Simple harmonic motion and diatomic molecules

[endeavor]

Homework Statement

In some diatomic molecules, the force each atom exerts on the other can be approximated by F = -C/r² + D/r³, where r is the atomic separation and C and D are positive constants. Let delta r = r - r₀ be a small displacement from equilibrium, where delta r << r₀. Show that for such small displacements, the motion is approximately simple harmonic, and determine the force constant. Thirdly, what is the period of such motion?

Homework Equations

The Attempt at a Solution

I have no idea where to start...

 

[christianjb]

Start by finding r0.

 

[endeavor]

r₀ = D/C. Now what?

 

[christianjb]

For simple harmonic motion, the restoring force is proportional to the displacement. Can you show that to be true in your system?

 

[endeavor]

I'm not sure how to do that... How would I plug in delta r? Do I need to use the equation F = -GMm/r²?

 

[christianjb]

I'm not sure how to do that... How would I plug in delta r? Do I need to use the equation F = -GMm/r²?

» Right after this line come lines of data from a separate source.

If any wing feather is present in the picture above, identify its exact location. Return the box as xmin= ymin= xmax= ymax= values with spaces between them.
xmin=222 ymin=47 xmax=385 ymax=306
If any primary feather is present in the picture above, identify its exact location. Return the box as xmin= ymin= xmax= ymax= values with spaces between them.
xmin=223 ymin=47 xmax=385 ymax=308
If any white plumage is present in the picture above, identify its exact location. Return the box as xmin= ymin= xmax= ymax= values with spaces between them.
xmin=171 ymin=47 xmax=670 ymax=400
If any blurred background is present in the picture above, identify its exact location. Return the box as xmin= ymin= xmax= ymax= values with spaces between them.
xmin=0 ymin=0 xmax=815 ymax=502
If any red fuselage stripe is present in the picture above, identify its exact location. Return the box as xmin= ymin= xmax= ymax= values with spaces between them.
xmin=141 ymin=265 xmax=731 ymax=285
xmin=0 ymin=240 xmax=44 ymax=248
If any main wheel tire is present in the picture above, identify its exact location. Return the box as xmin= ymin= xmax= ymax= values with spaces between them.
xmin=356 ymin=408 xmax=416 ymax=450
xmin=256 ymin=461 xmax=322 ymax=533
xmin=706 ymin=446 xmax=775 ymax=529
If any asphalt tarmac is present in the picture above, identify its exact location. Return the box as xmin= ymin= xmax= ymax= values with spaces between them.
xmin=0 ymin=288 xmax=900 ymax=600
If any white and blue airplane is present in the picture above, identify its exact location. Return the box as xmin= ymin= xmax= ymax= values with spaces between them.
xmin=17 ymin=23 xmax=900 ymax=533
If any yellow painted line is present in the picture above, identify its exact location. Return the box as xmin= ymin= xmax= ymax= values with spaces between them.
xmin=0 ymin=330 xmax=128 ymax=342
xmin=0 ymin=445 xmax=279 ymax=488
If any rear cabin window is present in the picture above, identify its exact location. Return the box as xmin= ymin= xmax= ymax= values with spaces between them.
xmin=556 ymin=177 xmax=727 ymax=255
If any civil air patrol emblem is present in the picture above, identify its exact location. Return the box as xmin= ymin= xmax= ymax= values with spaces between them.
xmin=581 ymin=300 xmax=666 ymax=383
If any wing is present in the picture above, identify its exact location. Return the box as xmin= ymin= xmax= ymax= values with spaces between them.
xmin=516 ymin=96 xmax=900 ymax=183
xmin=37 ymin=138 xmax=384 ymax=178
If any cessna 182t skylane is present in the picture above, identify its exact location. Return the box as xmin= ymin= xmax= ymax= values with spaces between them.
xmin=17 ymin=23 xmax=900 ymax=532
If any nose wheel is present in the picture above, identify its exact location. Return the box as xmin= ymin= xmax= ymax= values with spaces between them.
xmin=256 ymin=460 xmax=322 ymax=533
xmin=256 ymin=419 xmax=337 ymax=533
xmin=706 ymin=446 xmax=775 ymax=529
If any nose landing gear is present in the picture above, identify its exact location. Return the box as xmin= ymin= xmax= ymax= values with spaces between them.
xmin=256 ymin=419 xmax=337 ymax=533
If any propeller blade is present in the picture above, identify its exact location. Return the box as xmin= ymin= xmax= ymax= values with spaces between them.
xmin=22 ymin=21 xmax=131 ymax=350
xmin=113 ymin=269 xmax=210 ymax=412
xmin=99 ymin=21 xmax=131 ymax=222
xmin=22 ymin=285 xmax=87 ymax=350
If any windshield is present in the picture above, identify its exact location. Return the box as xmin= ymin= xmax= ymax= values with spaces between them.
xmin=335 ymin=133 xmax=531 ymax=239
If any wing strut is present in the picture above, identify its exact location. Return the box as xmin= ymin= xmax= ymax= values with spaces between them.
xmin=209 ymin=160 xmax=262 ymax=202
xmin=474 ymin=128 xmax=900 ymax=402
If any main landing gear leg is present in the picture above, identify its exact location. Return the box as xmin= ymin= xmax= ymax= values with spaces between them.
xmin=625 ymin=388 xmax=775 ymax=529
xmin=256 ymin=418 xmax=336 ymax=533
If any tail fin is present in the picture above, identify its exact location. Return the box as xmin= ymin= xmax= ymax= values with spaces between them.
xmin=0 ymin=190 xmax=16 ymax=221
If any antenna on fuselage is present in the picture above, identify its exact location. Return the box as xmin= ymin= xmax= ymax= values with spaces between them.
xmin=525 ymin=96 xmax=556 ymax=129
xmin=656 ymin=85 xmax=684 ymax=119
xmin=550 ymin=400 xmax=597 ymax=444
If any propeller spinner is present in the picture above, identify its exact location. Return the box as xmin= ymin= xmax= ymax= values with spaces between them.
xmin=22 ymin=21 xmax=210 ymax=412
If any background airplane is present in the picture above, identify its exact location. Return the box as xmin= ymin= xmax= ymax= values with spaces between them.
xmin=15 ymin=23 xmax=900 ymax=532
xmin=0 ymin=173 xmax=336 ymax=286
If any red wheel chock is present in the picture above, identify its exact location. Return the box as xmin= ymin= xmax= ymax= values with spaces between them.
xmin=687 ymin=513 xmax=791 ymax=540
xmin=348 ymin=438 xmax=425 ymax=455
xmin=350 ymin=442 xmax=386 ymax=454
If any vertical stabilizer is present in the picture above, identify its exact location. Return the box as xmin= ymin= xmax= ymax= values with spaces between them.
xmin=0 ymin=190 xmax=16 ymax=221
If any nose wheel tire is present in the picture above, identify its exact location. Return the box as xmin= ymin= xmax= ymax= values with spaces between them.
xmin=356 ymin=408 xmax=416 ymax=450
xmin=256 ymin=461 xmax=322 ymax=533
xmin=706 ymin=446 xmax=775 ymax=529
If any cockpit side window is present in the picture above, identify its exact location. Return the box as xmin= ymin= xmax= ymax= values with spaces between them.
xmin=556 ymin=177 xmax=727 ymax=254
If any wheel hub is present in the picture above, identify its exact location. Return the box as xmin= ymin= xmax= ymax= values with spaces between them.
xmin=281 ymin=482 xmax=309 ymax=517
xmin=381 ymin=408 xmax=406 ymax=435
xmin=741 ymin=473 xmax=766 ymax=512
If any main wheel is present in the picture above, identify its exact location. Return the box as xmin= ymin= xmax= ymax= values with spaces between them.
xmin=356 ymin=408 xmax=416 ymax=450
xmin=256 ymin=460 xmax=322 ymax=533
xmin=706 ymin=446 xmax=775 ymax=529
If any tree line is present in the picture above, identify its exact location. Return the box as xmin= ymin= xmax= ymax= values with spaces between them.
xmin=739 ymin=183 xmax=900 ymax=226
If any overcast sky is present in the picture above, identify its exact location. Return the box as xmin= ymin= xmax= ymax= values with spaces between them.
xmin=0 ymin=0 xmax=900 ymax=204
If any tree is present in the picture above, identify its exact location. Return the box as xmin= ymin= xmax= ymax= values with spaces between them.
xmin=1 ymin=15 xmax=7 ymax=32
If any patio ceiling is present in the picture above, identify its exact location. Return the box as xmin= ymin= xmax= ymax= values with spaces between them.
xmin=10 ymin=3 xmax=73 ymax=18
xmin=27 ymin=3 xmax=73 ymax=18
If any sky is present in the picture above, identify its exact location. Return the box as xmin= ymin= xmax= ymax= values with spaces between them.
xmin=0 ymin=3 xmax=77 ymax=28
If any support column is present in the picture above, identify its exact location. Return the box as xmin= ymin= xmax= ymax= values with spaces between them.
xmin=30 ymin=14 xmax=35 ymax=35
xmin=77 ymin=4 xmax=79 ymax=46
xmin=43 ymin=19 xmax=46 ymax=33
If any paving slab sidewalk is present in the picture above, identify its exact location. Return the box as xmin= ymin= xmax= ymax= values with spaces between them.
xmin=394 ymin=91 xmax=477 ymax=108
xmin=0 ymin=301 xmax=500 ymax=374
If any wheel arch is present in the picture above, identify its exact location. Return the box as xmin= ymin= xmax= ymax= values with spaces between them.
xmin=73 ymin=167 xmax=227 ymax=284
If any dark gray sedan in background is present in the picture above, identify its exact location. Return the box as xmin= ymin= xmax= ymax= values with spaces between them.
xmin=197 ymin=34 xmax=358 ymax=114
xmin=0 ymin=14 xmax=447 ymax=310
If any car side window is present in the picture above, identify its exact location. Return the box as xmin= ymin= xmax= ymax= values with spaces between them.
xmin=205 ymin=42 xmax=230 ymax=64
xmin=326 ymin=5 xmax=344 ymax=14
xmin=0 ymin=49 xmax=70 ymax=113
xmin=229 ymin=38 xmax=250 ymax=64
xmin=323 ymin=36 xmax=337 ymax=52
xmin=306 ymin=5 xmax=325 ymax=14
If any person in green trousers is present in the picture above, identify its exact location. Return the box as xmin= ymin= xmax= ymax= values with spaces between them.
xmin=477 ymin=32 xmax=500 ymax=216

Uh- you can neglect gravitational interaction for molecules!

You could try a Taylor series expansion in delta r

Edit:

For simple harmonic motion you need to show that F=-k (r-r0) for small values of (r-r0). The problem then is to find k at r-r0, which you can do pretty much by direct substitution into the force equation.

 

[endeavor]

What does a Taylor series expansion mean? Not too long ago, I learned about Taylor series, and they're still a little fuzzy in my memory. I feel pretty dumb, because everything you say I seem to have questions about how to do it ...

F = -C/r² + D/r³ = -k * (r - r₀)
solving for k,
k = 1/(r - r₀) * (C/r² - D/r³)
... I think I need to do the first part... k shouldn't depend on r...

 

[christianjb]

F=-C/r^2+D/r^3

At r=r_0

F=F(r=r_0)+\frac{dF}{dr} (r-r0)+1/2 \frac{d^2F}{dr^2} (r-r_0)^2+...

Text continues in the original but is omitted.